The paper analyses the tactics of managing patients with malignant neoplasms in the pancreatobiliary area complicated by obstructive jaundice in two nosologically and clinically comparable groups of patients. The aim of the research. To evaluate the effectiveness of complex palliative treatment with the use of photodynamic therapy in patients with malignant neoplasms in the pancreatobiliary area complicated by obstructive jaundice. Material and methods. In the main group, which consisted of 41 patients, palliative complex treatment was carried out using local and systemic photodynamic therapy of neoplasms in the pancreatobiliary area complicated by obstructive jaundice, purulent cholangitis.
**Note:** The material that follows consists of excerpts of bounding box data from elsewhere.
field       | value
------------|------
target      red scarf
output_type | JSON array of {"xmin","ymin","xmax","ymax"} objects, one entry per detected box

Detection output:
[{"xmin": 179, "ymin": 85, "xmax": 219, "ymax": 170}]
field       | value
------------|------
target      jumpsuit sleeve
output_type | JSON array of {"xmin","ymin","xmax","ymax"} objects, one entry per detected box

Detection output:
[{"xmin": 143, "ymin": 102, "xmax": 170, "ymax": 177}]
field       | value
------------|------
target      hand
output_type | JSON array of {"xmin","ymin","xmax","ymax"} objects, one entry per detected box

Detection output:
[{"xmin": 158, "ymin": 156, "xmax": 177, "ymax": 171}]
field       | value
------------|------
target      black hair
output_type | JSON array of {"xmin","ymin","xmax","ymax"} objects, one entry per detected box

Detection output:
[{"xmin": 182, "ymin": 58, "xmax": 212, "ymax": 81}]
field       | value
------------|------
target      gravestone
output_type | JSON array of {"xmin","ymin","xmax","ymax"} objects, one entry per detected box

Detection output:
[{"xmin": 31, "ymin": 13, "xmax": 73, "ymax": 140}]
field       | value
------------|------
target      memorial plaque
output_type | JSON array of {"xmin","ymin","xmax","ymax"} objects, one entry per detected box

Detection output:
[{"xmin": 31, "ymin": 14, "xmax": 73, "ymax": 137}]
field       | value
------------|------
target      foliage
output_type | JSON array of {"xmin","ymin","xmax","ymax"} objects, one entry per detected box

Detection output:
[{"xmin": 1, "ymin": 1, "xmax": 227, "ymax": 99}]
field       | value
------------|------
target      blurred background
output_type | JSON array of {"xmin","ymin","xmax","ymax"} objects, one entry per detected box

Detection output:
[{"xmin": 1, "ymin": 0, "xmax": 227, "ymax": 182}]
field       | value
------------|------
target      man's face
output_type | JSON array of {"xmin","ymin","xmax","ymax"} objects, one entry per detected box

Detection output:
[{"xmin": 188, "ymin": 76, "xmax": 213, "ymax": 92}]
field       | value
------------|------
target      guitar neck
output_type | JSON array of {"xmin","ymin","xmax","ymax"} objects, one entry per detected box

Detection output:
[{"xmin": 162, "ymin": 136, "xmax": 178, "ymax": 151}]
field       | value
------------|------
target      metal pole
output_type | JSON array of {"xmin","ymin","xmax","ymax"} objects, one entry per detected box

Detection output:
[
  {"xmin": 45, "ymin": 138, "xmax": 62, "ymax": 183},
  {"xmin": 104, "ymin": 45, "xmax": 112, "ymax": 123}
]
In the comparison group, which consisted of 165 patients, palliative complex treatment of complications was carried out without the use of photodynamic therapy. Complex palliative treatment in both groups included the following surgical interventions: percutaneous transhepatic mono- and bilobar drainage of the bile ducts, stenting of the bile ducts under ultrasound and X-ray control as well as bypass biliodigestive anastomoses. Symptomatic conservative treatment included infusion, detoxification, analgesic, hepatoprotective and antibacterial therapy. Results. Against the background of local and systemic photodynamic therapy in the main group, a decrease in the largest size of the neoplasm in patients with malignant neoplasms of the pancreas from 42.5 mm to 38 mm within a week after treatment was established according to the data of multispiral computed tomography of abdominal organs with intravenous bolus contrast. The largest neoplasm size decreased from 40.5 mm to 31 mm within a month after treatment according to the ultrasound examination of the abdominal cavities. Restoration of bile excretion into the intestine in 100% of patients with malignant neoplasms of the bile ducts and the head of the pancreas was registered, as well as an increase in life expectancy of patients by more than 1 year, a decrease in the risk of complications due to a slowdown in the growth of neoplasms associated with a decrease in the concentration of the cytokine TNF-α. Conclusion. Complex treatment with the use of photodynamic therapy of malignant neoplasms of the pancreatobiliary area allows reducing the largest size and rate of neoplasm invasion and to increase the survival rate of patients.